Hanna made sure her mother’s up-do was perfect, before bending down to whisper in her ear. ‘I need to go upstairs to see Eliana. Could you help me so I can go up there for maybe ten minutes?’

Her mother stood. ‘Of course. Why don’t you go and choose your dress and I’ll set Zelda to a task so that she doesn’t come upstairs.’

Hanna went to her room, closing the door and going to her wardrobe, standing on tiptoes to get the shoebox down that she’d placed there. She took it to her bed and sat, opening the lid and looking at all the pieces of paper inside. She knew without counting how many there were – fourteen – but still she lifted each one, saying the name of each child before letting the paper flutter back down into the box. Then she reached into her pocket and took out the names of the two children from today, wondering where they were at that exact moment as she added them to the box.

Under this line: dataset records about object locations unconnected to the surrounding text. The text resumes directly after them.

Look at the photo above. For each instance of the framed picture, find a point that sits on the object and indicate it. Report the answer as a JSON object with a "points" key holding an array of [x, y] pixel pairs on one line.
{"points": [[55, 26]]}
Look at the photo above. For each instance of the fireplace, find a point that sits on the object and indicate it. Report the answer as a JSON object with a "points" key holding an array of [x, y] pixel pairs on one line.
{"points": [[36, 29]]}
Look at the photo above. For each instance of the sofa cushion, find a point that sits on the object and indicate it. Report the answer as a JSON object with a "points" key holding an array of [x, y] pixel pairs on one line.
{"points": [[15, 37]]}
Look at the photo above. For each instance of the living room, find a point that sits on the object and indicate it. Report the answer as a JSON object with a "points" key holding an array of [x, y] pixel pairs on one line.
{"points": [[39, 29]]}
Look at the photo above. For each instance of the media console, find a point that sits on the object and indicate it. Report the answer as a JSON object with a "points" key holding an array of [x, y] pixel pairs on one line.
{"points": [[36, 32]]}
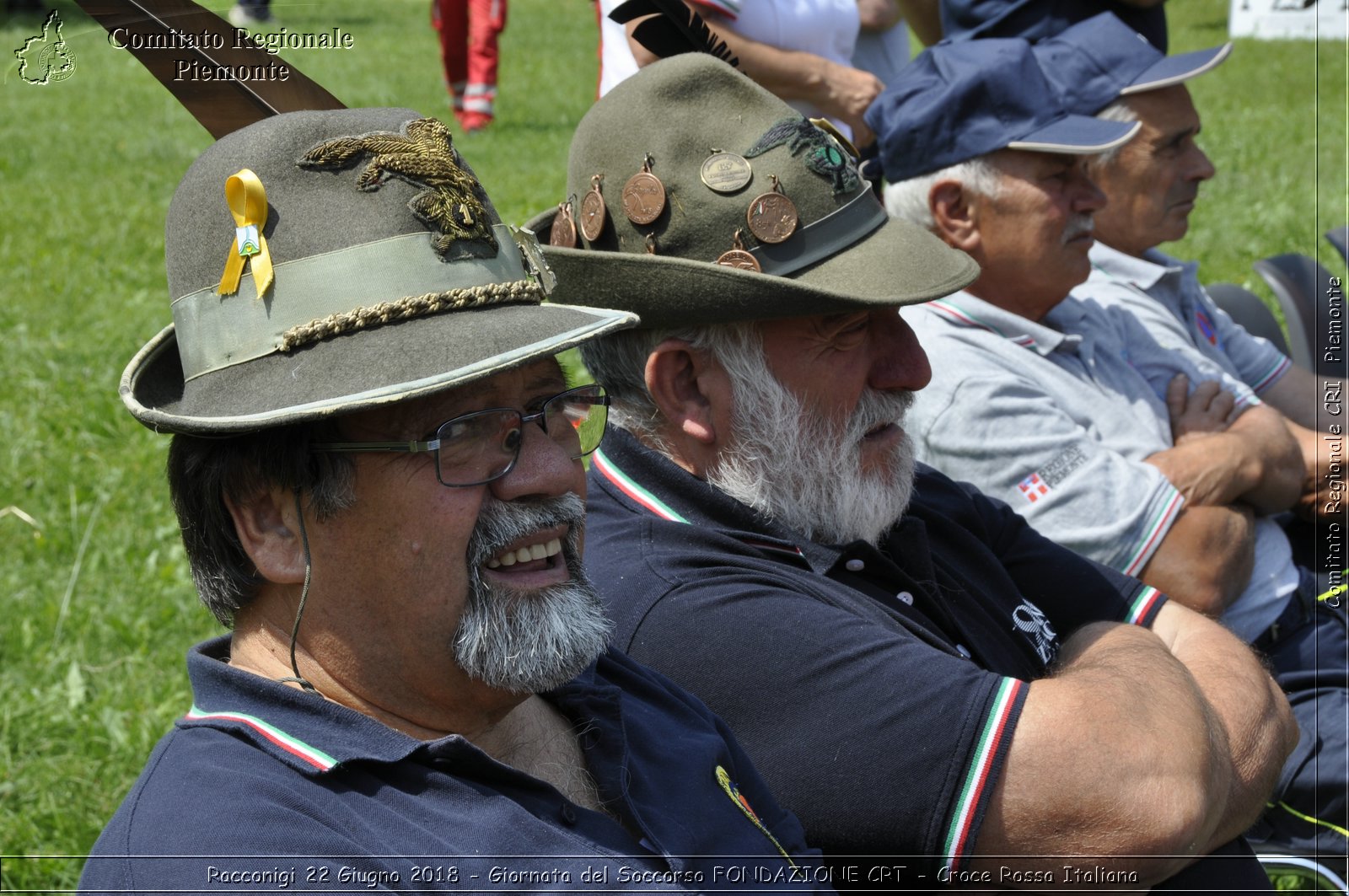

When she’d started collecting the names, she hadn’t known how to record them safely or what to do with her notes, but last night she’d realised what she needed to do. It was as if the wind had changed; she’d had this overwhelming feeling that something was catching up to her, that she needed to have a safe place for the names before it was too late.

‘Hanna?’

Her mother called to her from the other side of the door, tapping gently before coming in.

She put the lid back on the box and hurried down the hall with her mother, being as quiet as they could be as they pulled the attic stairs down.